都只是派人前来,不是用权势就是用金钱摆平。
自己白瑞的面比见父亲的面还多。
为此她对白瑞产生了一种依赖,一种类似亲情,又类似爱情的感觉。
“所以……”白瑞见自己的话对她起了作用,便伸手拉过她的手,轻轻拍了拍她的手背,“所以,比起你父亲,我是不是对你更好?”
白锌点点头,起身在他跟前跪下,将头靠在他的膝盖上,“你不会不管我吧?”
她的感情极为脆弱,看上去嚣张跋扈,其实都是在掩盖内心的不安。
其实她很怕被人遗弃,被人抛弃。
所以,对于白瑞递过来的橄榄枝,她只会死死地抓住。
白瑞像往常一样,“嗯,我不会丢下你不管。”他很明白她的弱点,也晓得怎样控制她。
真是因为这样,他才能让白鹤点头成为白门的上门女婿。
“那个夜阑?”白锌抬头看向他,“你是不是对她动了心?”
白瑞摇头,“我不过是利用她,因为她跟林戴宇认识,林戴宇跟顾墨深又是好朋友,我想利用她从林戴宇那里得到消息。”
“顾墨深?”白锌皱眉,“为什么你要在意这个人,他不过是个新贵。
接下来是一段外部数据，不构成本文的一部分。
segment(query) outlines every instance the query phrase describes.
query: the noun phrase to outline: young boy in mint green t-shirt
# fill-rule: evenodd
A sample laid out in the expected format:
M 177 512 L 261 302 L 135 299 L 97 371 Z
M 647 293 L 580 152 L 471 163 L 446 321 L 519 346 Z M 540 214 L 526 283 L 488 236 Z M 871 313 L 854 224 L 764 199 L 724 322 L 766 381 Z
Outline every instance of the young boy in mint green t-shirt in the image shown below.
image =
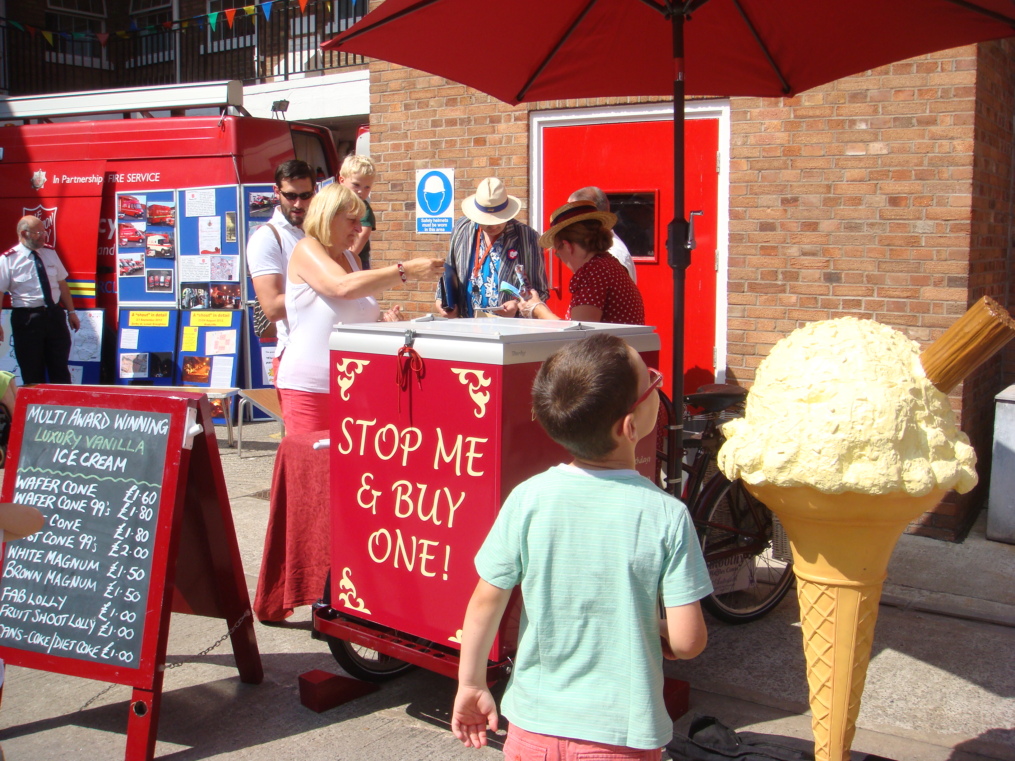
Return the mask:
M 661 385 L 609 335 L 568 344 L 540 368 L 536 418 L 574 459 L 520 484 L 476 555 L 452 715 L 466 746 L 497 728 L 486 660 L 517 584 L 525 608 L 501 705 L 505 757 L 653 761 L 671 739 L 663 658 L 704 648 L 698 601 L 712 583 L 687 509 L 634 470 Z

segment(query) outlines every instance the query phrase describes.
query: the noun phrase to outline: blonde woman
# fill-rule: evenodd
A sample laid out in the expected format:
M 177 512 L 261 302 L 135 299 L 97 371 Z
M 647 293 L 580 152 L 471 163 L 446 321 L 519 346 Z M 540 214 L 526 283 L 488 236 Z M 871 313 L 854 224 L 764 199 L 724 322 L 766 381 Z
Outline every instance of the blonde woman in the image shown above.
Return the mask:
M 328 339 L 336 323 L 376 323 L 381 307 L 374 293 L 402 283 L 433 282 L 444 262 L 427 257 L 390 267 L 360 270 L 349 252 L 362 229 L 365 205 L 351 190 L 333 184 L 311 202 L 303 222 L 307 236 L 289 258 L 285 283 L 285 314 L 289 343 L 278 367 L 286 433 L 308 433 L 329 427 Z M 399 307 L 384 316 L 397 321 Z

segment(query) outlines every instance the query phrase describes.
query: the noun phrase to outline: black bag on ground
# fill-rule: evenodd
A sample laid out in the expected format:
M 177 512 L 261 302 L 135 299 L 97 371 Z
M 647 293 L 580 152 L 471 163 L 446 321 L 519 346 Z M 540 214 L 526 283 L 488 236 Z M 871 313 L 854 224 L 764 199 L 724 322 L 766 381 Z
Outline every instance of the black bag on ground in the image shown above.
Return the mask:
M 715 716 L 695 715 L 687 737 L 666 746 L 675 761 L 814 761 L 814 743 L 780 735 L 736 733 Z

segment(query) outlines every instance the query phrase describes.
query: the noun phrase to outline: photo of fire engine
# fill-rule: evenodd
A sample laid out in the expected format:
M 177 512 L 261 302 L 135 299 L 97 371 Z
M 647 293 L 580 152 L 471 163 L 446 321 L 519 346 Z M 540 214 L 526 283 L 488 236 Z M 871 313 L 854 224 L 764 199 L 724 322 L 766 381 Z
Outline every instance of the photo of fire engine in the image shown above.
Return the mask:
M 207 384 L 211 377 L 211 357 L 184 357 L 184 383 Z
M 144 289 L 148 293 L 172 293 L 173 270 L 148 270 Z
M 212 280 L 239 280 L 240 257 L 212 257 Z
M 175 227 L 177 224 L 176 201 L 159 201 L 148 204 L 148 224 Z
M 248 214 L 250 217 L 270 217 L 278 206 L 278 199 L 274 193 L 251 193 L 248 203 Z
M 122 254 L 118 259 L 120 277 L 142 277 L 144 261 L 138 254 Z
M 154 259 L 175 259 L 172 232 L 149 232 L 144 240 L 144 255 Z
M 203 309 L 208 305 L 207 283 L 181 283 L 180 308 Z
M 121 222 L 117 229 L 117 238 L 121 249 L 141 248 L 144 246 L 144 222 Z
M 145 196 L 120 196 L 117 216 L 120 219 L 137 219 L 144 221 L 146 217 L 144 199 Z
M 208 306 L 212 309 L 239 309 L 240 283 L 217 283 L 211 286 Z

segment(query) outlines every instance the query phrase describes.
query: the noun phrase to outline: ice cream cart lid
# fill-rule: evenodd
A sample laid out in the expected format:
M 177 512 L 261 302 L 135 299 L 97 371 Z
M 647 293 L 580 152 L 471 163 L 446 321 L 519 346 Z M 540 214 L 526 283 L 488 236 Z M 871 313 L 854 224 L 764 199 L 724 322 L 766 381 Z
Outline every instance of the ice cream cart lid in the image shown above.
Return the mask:
M 424 359 L 480 364 L 541 362 L 564 343 L 596 333 L 620 336 L 637 351 L 657 351 L 656 329 L 648 325 L 578 323 L 567 320 L 426 317 L 404 323 L 336 325 L 329 346 L 338 351 L 397 354 L 413 331 L 413 348 Z

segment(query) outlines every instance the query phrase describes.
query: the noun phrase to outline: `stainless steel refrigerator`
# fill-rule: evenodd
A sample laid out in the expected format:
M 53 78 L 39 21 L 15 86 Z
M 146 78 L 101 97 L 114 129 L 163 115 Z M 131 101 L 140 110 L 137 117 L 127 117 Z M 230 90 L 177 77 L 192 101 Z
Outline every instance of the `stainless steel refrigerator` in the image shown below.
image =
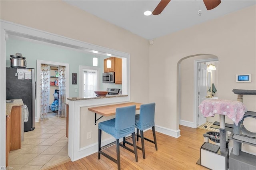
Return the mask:
M 6 67 L 6 100 L 22 99 L 28 109 L 28 120 L 24 122 L 24 132 L 35 128 L 36 83 L 35 69 Z

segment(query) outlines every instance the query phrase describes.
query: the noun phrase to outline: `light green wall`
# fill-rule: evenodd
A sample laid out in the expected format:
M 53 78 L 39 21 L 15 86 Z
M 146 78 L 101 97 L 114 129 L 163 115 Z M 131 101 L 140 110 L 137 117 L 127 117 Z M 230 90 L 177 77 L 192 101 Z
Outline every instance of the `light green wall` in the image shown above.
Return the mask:
M 6 67 L 10 66 L 10 55 L 14 55 L 18 52 L 21 53 L 22 56 L 26 57 L 27 68 L 34 68 L 36 73 L 38 59 L 69 63 L 69 77 L 72 77 L 72 73 L 77 73 L 77 85 L 78 88 L 79 65 L 92 67 L 92 58 L 95 56 L 93 54 L 87 53 L 77 49 L 15 37 L 10 37 L 6 41 Z M 101 76 L 104 71 L 103 60 L 106 57 L 96 57 L 98 58 L 98 67 L 100 68 L 99 75 Z M 75 92 L 75 85 L 72 84 L 71 79 L 70 80 L 70 97 L 78 97 L 78 93 Z M 122 88 L 122 85 L 102 83 L 100 77 L 100 80 L 99 90 L 106 90 L 106 87 Z M 79 89 L 78 91 L 79 91 Z

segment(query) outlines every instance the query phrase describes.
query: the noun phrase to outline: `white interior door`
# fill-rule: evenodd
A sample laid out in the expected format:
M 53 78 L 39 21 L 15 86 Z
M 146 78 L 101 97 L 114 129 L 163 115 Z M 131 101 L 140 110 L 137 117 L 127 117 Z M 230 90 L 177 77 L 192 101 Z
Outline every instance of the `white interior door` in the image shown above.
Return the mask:
M 206 99 L 207 95 L 207 65 L 204 63 L 199 63 L 198 105 Z M 198 126 L 206 122 L 206 117 L 204 117 L 198 107 Z

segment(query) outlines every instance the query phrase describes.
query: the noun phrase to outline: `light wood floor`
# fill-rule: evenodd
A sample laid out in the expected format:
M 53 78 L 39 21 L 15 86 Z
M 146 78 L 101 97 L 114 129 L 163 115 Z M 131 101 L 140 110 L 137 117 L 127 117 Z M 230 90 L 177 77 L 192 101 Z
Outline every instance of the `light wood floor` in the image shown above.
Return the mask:
M 121 168 L 124 170 L 206 170 L 196 164 L 200 156 L 200 147 L 204 143 L 203 134 L 206 130 L 180 126 L 181 136 L 176 138 L 156 132 L 158 150 L 154 144 L 145 142 L 146 159 L 142 152 L 138 150 L 138 162 L 134 154 L 120 147 Z M 152 130 L 144 132 L 145 137 L 152 138 Z M 140 138 L 139 139 L 139 141 Z M 132 142 L 132 139 L 128 139 Z M 140 142 L 137 145 L 140 146 Z M 116 145 L 104 150 L 105 152 L 116 158 Z M 98 153 L 74 162 L 68 162 L 51 170 L 114 170 L 116 164 L 103 155 L 98 159 Z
”
白瑞沉了一口气,“因为,他身边有不少异象出现,不然你以为以他一个人的力量可以在这么短的时间里跻身南城新贵之列?”
“异象?”白锌皱了皱眉,“是什么?”
她从未听说过这些。
还是头一次从白瑞的嘴里听到。
“异象就是奇异的人和事。”白瑞笑了笑,“跟你解释你也听不懂。”
说着他伸手摸了摸她的脸,“你其实什么也不要想,只需要乖乖地在学校呆着,等你毕业了,我们就结婚。”
“你以为我愿意惹事吗?”白锌撇了撇嘴,“还不是因为学校里来个刺儿头。”
“你在学校是学生会副主席,什么样的刺儿头你摆不平?”
白瑞笑了笑,“尤蒙这个主席平时都不在,学生会都是你说了算,你说一句就可以收拾他们了。”
“尤蒙都被秦瑞宝那个狐狸精迷住了,平时都不来,偏偏在今天来,还给秦瑞宝撑腰,我这个副主席的面子他半点都不给!”白锌一口气憋在心里的怒火吐了出来。
“秦瑞宝?”
白瑞愣了下,“她在你们学校。”
“怎么,你也认识她?”白锌的语气里透着酸味。